Wireshark mailing list archives

Re: New RFCs for 1) pcap file format and 2) rpcapd protocol?


From: Eliot Lear <lear () ofcourseimright com>
Date: Sun, 22 Mar 2020 12:25:38 +0100

This very much depends on how stable you wish the spec to be.  If you
want to to be entirely osified, I recommend actual RFCs.  Otherwise,
perhaps a renamed team like "pcap-format" (or whatever the people on the
team want to call it)?

Eliot

On 21.03.20 22:15, Guy Harris wrote:
There should probably be RFC-style specifications for 1) the pcap file format and 2) the rpcapd protocol used for 
remote capturing.

Currently, on GitHub, there's a "pcapng" team:

      https://github.com/pcapng

with one repository containing the pcapng specification, and a "the-tcpdump-group" team:

      https://github.com/the-tcpdump-group

with repositories for libpcap, tcpdump, and the tcpdump.org Web site.

It makes sense to me to keep those specifications on a site such as GitHub; GitHub comes to mind first because that's 
where pcapng currently is.

The options I see are:

      1) add them as repositories to the pcapng team;

      2) add them as repositories to the the-tcpdump-group team;

      3) give them each their own teams.

I see pcapng - and the pcap file format and rpcapd protocol - as not being directly tied to libpcap.  *Historically*, 
pcap originated as the format that libpcap read and wrote, and rpcap was a protocol initially implemented in the 
WinPcap derivative of libpcap, but:

      1) pcapng arose independently, and one of the earliest implementations was in Wireshark (where the internal 
APIs were easier to change; libpcap's support currently works through the existing API, but that hides a lot of the 
capabilities of pcapng);

      2) code other than libpcap code reads and writes pcap files (including, but not limited to, Wireshark's code);

      3) some devices either implement an rpcap server or could perhaps usefully do so, and they might have reasons 
to have independent implementations rather than basing their implementations on libpcap's rpcapd.

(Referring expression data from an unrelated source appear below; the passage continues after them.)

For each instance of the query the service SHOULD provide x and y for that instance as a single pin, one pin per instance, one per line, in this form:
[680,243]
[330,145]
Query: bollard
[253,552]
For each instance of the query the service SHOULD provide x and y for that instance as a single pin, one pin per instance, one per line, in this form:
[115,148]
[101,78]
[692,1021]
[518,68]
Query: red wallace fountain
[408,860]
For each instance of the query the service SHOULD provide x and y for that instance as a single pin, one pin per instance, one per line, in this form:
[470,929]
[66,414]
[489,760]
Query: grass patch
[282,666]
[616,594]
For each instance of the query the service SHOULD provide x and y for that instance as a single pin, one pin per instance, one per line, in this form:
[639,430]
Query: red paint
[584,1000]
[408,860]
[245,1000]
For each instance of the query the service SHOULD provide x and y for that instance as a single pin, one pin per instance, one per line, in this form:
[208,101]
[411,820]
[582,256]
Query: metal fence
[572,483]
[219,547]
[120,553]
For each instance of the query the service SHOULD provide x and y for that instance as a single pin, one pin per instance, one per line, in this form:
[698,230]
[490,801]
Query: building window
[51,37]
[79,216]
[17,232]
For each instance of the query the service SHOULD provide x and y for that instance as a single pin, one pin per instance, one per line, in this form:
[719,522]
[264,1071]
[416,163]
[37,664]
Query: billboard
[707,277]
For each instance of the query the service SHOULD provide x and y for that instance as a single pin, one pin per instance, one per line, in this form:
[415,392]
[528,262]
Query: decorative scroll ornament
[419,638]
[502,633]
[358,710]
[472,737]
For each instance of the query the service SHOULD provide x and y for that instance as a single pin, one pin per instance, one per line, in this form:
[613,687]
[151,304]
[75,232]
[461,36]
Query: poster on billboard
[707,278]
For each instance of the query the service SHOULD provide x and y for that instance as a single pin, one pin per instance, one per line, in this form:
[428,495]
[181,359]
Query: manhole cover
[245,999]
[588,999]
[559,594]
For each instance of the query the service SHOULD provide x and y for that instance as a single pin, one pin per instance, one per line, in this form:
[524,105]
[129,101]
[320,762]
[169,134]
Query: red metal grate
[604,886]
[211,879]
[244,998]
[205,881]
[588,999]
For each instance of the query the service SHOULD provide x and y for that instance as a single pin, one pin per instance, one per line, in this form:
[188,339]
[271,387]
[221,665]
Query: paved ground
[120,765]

So I'm not inclined to go with option 2) - and if we do go with option 2), whatever arguments are offered for that 
would probably apply to pcapng as well, so it would, in that case, make sense to move the pcapng repository to that 
team as well.

1) has the slight disadvantage that the name for the team suggests it's for pcapng only; it appears that teams can be 
renamed:

      https://help.github.com/en/github/setting-up-and-managing-organizations-and-teams/renaming-a-team

Were we to rename it, I don't know what would be a good new name.